Дьюна Мантоли, внешне оставаясь спокойной, бросила взгляд на Сэма Вуда. Сэма словно пронзило током, он стиснул ручки кресла и попытался ничем не выдавать своего волнения.

— Мистер Вуд проезжал мимо дома Парди почти каждую ночь, как правило, в одно и то же время — это было ему по пути к закусочной, где он обычно останавливался подкрепиться. И вот Делорес решила подстроить все так, чтобы показаться перед ним обнаженной. Она была уверена, что это не ускользнет от его глаз и, возможно, он остановится поговорить с ней — хотя бы для того, чтобы предостеречь, что ее можно увидеть с улицы. Во всяком случае, она не сомневалась, что ее прелести, продемонстрированные якобы случайно, произведут на него неотразимое впечатление. А в том случае, если бы мистер Вуд однажды скомпрометировал себя с ней, она бы получила возможность объявить его отцом ребенка и в дальнейшем надеяться занять более высокое положение в обществе. Но мистер Вуд оказался куда проницательнее и устойчивее, чем она воображала: он отчетливо понимал, что поставит себя в двусмысленное положение, хотя бы только приблизившись к двери мисс Парди, с тем чтобы предупредить ее. Он принял очень мудрое решение ни в коем случае не останавливаться у этого дома, и ее незатейливый план потерпел крушение.

Сэм почувствовал себя в центре внимания. Он-то знал, что ничего подобного ему и в голову не приходило, но сейчас явно не стоило в этом признаваться. По крайней мере внешне ему нужно выглядеть так, будто все эти похвалы вполне заслуженны. Он плотно сжал губы и постарался сдержать неровное дыхание.

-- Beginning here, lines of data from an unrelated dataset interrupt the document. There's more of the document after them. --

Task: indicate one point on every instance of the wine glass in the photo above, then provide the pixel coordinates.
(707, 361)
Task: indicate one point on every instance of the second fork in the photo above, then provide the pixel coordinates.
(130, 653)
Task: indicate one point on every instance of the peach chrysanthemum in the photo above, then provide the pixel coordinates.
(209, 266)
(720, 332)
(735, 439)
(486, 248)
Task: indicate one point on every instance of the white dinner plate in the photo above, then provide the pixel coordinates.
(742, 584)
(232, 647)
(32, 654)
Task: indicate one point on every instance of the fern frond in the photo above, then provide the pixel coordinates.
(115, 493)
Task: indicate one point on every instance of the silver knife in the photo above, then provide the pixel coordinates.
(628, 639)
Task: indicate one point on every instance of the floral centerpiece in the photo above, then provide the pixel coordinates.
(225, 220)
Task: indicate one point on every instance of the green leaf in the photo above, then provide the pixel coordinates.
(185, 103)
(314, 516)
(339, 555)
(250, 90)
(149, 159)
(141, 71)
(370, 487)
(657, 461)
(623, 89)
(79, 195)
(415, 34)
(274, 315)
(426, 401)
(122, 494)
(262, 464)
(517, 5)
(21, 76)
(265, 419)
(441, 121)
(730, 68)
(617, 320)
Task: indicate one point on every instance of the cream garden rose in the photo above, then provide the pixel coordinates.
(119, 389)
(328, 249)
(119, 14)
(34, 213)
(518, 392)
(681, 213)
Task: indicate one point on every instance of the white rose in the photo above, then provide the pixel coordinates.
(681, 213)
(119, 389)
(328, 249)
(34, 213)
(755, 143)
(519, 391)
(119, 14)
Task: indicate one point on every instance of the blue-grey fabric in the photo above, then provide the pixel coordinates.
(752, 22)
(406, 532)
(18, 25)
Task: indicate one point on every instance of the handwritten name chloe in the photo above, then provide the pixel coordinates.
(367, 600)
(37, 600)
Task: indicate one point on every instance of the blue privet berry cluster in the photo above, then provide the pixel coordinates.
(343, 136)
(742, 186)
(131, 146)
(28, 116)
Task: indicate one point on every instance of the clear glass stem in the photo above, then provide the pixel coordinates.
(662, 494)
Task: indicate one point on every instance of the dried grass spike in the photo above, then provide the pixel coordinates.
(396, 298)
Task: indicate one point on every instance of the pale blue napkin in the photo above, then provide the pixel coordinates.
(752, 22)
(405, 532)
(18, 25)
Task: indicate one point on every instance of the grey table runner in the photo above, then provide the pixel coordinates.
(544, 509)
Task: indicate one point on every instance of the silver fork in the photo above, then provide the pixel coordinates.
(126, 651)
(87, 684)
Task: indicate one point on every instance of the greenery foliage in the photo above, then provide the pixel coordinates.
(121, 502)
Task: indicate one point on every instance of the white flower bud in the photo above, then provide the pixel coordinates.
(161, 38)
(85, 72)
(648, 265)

— Затем произошло событие, которое заставило меня выбраться на правильный путь: на основании некоторых улик, которые стали известны мистеру Гиллспи в результате собственного расследования, он арестовал мистера Вуда по подозрению в убийстве. Мне пришлось на время забыть о мистере Кауфмане, — теперь основной задачей было доказать невиновность мистера Вуда и вызволить его из-за решетки. Тут неожиданно на помощь пришла мисс Парди: решив, что мистер Вуд не в таком положении, чтобы суметь защититься, она объявила его ответственным за судьбу будущего ребенка.

— Нечего сказать, прелестная особа, — заметил Дженнингс.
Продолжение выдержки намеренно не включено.